Una educación superior muy desigual

Una educación superior muy desigual

Casi 300 mil personas se inscribieron este año para rendir la Prueba de Selección Universitaria (PSU) lo que corresponde al número máximo de postulantes registrado en la historia de esta evaluación conformada por cuatro instrumentos de razonamiento cognitivo.

El alto interés no resulta difícil de explicar: tal como se ha evidenciado en diversas investigaciones, las chilenas y chilenos concebimos la educación superior como un medio para el posicionamiento social y laboral, dando lugar en las últimas décadas a un incremento progresivo de la demanda y oferta de servicios educativos.

De este modo, las y los estudiantes que enfrentan la PSU lo hacen con la expectativa de acceder a una plaza en alguna institución de educación superior. Pero no todos tendrán, realmente, la misma posibilidad de lograrlo. La existencia de este tipo de instrumentos se basa en la hipótesis (que no por poco explícita deja de ser esclarecedora) de que sólo una parte de quienes egresan de la enseñanza secundaria cuentan con las habilidades, aptitudes o competencias para continuar sus estudios universitarios o técnicos de manera exitosa.

Aun cuando se han implementado diferentes medidas en la última década para evitarlo, los resultados observados en la prueba no son equitativos. Así, una vez que se informen los puntajes para el presente período de admisión, seguramente volveremos a asistir al debate sobre la significativa desigualdad entre los puntajes alcanzados por los jóvenes en función de sus características socioeconómicas, algo que se asocia a la dependencia administrativa del colegio de egreso en cuarto año de enseñanza media.

También es necesario focalizar la atención en el proceso que continúa a la entrega de los resultados de la PSU: la postulación a instituciones que imparten educación superior, sea esta universitaria o técnica profesional. La mayoría de los análisis se centra en cómo se distribuyeron los puntajes PSU en función de diferentes variables (como la rama educacional de los colegios o la región de procedencia y género del postulante, por nombrar algunas) dejándose de lado el cómo operan los jóvenes una vez que conocen sus resultados. Este momento resulta tan relevante como el anterior, no solo por la cantidad de estudiantes involucrados sino también porque las diferencias entre qué y dónde estudiar se reflejan en la calidad de los procesos formativos y las condiciones de inserción laboral futuras.

Es necesario destacar que tanto algunas universidades como un amplio conjunto de centros de formación técnico profesional e institutos profesionales no presentan criterios claros ni comunes de acceso. De hecho, muchos no utilizan la PSU como un elemento para escoger estudiantes. En otras palabras, no todas nuestras instituciones de educación terciaria cuentan con un proceso estandarizado de selección de sus alumnos. Asimismo, como ya se ha enfatizado reiteradamente, la propia PSU perjudica a los estudiantes provenientes de contextos más vulnerables, replicándose en la educación superior la segregación ya observada en el sistema escolar, lo que genera instituciones de educación superior que captan estudiantes con un perfil socioeconómico característico.

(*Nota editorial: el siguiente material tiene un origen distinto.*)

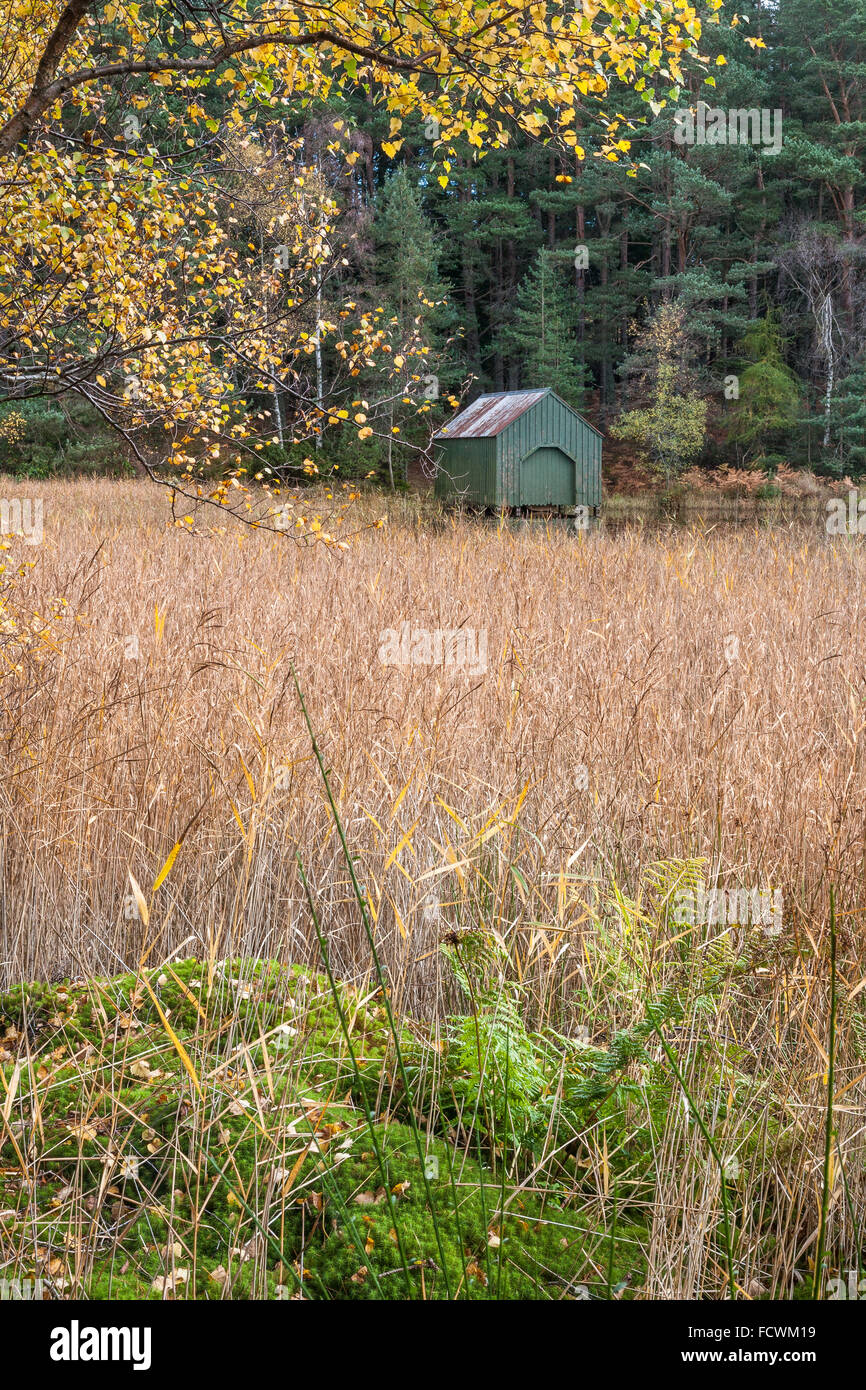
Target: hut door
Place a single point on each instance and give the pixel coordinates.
(546, 478)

Pese a que se han incorporado nuevas medidas para mitigar esta desigualdad, como la creación de una versión de la PSU de Ciencias orientada a estudiantes matriculados en colegios técnico-profesionales; el desarrollo del Programa de Acompañamiento y Acceso Efectivo a la Educación Superior PACE, que privilegia la trayectoria educativa del joven por sobre su rendimiento en la PSU para garantizarle una plaza en la educación superior; la creación en determinadas universidades de cupos para estudiantes provenientes de contextos sociales vulnerables; o la incorporación parcial de un sistema de gratuidad para los estudios de jóvenes que pertenezcan a familias con ingresos bajos, no es complejo comprobar que existen instituciones “para ricos” y otras “para pobres”.

Frente a este panorama, que nos muestra inequidad tanto en los resultados vinculados a la PSU como en la elección de estudiantes por parte de las propias instituciones de educación terciaria, es urgente que las universidades estatales cumplan su rol y evalúen críticamente sus políticas de admisión. A corto plazo, es necesario reformular tanto las políticas vinculadas a los cupos PACE (haciéndolo masivo y con instancias que faciliten el seguimiento de estos jóvenes) como a las vías de ingreso alternativas, las que –pese a toda la evidencia ya disponible– siguen dirigidas a jóvenes con un rendimiento destacado en la PSU (por ejemplo: sobre 600 puntos ponderados), limitando significativamente la posibilidad de incorporar en sus aulas a estudiantes de diversos contextos. A mediano y largo plazo, resulta evidente discutir sobre la pertinencia de las herramientas utilizadas actualmente para hacer la selección (algo que siempre habrá, mientras existan más postulantes que plazas). Eso es tema para otra columna.